Depois de cada carga cada soldado procura a sua companhia, cada
companhia o seu batalhão e assim por diante”.
Estas instruções iam de nível com as tendências gerais. As longas
combinações concretas de um combate, adrede elaboradas consoante as
condições excepcionais do meio e do adversário, não as
satisfaziam. O rancor longamente acumulado por anteriores insucessos
exigia revides fulminantes. Era preciso levar às recuadas os bandidos
tontos e, de uma só vez, de pancada, socá-los dentro da cova de
Canudos, a couces de armas. A ordem do dia 17 de julho marcando o
ataque para o imediato, 18, foi recebida com delírio.

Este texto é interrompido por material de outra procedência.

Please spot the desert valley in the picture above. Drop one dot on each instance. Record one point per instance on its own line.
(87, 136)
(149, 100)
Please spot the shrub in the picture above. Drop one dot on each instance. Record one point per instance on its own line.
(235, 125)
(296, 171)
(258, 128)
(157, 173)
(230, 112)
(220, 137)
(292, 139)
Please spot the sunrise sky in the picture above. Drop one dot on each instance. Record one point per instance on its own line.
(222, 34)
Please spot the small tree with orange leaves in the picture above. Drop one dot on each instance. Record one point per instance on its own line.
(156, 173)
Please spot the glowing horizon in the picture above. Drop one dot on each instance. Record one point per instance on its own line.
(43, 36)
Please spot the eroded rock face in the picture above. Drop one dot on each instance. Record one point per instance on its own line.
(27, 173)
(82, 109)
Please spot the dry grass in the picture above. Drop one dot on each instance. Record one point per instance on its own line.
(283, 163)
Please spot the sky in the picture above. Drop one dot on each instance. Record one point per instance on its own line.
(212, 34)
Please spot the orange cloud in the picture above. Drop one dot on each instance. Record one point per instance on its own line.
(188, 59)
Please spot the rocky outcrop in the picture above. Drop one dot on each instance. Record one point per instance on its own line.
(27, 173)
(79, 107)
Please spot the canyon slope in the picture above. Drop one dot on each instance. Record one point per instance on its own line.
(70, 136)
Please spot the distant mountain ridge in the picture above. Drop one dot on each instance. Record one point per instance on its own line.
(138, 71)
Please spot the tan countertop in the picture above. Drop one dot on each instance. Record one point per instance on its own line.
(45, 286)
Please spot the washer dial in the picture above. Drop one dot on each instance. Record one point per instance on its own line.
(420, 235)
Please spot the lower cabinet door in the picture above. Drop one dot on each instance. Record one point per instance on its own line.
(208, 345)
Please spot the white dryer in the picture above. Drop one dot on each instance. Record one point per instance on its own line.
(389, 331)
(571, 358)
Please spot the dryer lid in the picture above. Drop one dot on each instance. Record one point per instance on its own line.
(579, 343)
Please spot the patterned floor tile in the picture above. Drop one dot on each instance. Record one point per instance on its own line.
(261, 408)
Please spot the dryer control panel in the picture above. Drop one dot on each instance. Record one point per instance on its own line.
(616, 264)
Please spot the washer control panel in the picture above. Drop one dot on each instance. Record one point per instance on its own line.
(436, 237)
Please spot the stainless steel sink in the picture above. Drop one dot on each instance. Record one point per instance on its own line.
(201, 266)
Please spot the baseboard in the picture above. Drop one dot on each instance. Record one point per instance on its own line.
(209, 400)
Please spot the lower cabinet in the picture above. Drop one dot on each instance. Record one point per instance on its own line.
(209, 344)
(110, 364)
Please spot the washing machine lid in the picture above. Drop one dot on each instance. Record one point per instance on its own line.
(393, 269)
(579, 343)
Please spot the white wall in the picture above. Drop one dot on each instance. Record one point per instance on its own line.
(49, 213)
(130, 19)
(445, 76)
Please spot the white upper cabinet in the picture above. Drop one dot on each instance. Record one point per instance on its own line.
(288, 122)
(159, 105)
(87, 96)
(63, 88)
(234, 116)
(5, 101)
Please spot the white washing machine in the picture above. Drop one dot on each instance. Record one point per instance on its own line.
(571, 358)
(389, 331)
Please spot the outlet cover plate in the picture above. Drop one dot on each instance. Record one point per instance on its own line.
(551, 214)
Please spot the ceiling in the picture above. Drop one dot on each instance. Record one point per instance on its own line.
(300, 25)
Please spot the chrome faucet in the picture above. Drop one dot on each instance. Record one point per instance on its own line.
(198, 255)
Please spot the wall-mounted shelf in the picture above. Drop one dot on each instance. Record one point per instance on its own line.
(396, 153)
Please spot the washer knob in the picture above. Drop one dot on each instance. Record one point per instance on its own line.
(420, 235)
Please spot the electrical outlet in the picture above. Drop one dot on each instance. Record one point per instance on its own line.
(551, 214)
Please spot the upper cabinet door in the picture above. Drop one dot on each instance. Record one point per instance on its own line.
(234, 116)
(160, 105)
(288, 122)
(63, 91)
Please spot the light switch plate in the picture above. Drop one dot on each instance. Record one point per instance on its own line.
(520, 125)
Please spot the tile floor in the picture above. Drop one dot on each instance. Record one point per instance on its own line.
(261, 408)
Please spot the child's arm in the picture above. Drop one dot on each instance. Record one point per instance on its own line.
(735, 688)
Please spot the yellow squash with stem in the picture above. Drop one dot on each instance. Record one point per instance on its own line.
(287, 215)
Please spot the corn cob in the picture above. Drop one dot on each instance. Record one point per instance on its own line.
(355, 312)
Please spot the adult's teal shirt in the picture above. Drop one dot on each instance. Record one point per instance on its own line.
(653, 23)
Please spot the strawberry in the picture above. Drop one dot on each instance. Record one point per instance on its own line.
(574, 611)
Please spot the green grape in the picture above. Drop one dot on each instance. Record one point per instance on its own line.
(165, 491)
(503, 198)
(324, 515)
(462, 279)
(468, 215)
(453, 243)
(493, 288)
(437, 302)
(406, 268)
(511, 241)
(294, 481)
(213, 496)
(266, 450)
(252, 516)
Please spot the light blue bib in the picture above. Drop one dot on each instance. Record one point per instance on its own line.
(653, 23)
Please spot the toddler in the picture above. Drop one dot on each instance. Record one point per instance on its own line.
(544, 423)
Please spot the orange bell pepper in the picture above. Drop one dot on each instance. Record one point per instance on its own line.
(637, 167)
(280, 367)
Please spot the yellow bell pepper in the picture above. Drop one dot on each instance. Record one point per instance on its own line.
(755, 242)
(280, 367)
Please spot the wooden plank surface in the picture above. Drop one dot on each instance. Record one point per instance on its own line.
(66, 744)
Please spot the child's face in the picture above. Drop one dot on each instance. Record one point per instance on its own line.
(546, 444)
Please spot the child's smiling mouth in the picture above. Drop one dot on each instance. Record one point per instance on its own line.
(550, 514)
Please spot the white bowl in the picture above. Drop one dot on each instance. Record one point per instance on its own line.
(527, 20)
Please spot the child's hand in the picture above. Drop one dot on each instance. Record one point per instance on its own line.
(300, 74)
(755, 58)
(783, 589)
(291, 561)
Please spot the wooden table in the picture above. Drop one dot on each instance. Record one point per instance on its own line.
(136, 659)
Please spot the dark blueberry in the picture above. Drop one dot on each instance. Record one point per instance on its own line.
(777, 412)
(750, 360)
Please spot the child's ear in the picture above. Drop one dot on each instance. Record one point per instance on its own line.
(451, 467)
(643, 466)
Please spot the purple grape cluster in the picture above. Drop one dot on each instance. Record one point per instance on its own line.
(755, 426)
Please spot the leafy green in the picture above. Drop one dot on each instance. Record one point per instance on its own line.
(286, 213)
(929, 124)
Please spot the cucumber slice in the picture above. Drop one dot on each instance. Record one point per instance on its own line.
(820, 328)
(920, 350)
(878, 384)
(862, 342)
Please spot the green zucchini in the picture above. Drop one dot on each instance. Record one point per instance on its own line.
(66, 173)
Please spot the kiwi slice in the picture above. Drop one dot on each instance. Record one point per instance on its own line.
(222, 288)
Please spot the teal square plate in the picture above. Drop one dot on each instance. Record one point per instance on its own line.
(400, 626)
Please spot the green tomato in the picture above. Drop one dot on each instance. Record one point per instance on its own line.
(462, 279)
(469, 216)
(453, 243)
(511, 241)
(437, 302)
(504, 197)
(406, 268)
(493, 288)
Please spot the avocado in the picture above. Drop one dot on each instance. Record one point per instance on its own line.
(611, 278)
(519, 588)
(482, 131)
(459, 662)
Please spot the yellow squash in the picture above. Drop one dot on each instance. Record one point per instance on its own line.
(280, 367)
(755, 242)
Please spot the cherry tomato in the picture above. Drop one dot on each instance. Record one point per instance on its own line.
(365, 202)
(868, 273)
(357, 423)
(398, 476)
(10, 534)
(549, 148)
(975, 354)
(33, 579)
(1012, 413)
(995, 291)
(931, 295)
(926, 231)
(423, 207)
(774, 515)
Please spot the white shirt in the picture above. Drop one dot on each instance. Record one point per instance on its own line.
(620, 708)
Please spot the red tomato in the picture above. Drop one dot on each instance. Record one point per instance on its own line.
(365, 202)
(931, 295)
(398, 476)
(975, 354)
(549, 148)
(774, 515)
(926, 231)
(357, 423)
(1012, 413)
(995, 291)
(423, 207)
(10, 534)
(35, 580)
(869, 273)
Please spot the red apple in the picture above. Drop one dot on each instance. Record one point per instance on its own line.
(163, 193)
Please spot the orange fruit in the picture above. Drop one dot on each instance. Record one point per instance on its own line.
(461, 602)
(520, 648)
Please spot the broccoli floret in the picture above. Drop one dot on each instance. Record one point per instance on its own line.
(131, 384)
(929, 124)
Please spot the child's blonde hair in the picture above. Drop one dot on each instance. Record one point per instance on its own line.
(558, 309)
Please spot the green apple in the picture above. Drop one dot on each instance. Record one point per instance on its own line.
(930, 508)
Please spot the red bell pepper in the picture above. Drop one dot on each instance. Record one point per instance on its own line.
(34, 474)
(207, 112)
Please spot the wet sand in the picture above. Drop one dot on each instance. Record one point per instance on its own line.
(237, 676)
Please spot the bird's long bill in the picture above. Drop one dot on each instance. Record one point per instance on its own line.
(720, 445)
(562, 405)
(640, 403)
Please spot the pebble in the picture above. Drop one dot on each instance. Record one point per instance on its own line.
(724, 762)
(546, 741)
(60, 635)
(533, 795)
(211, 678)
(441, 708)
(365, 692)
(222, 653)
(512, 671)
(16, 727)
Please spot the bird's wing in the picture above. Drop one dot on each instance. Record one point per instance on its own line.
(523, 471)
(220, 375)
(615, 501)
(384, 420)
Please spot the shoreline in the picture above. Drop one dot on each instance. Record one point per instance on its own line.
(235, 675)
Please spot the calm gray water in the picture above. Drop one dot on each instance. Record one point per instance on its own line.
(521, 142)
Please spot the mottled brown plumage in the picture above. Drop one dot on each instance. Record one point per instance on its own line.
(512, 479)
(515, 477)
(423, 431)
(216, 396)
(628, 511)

Esteando-se nas façanhas anteriores, o comandante-em-chefe, numa
dedução atrevida, voltava uma página do futuro e punha diante dos
lutadores a margem da vitória.
“Valentes oficiais e soldados das forças expedicionárias no interior
do Estado da Bahia! Desde Cocorobó até aqui o inimigo não tem
podido resistir à vossa bravura.
Atestam-nos os combates de Cocorobó, Trabubu, Macambira,
Angico, dous outros no alto da favela e dous assaltos que o inimigo
trouxe à artilharia.
Amanhã vamos abatê-lo na sua cidadela de Canudos. A pátria tem
os olhos fitos sobre vós, tudo espera da vossa bravura. O inimigo
traiçoeiro que não se apresenta de frente, que combate-nos sem ser
visto, tem, contudo, sofrido perdas consideráveis. Ele está
desmoralizado, e, pois, se...”
Paremos um momento diante de uma condicional comprometedora. Ante ela
a ordem no dia, lida com aplauso a 17, devia ter sido trancada ao
cair da noite de 18.
“... se tiverdes constância, se ainda uma vez fordes os bravos de
todos os tempos, Canudos estará em vosso poder amanhã, iremos
descansar e a Pátria saberá agradecer os vossos sacrifícios”.
Canudos cairia no dia seguinte. Era fatal. O inimigo mesmo parecia
ciente da resolução heróica: cessara os tiroteios irritantes.
Acolhia-se embaixo, timorato e quedo, vencido de véspera. O
acampamento não fora atormentado. À tarde as fanfarras dos corpos
vibraram harmoniosamente até cair a noite.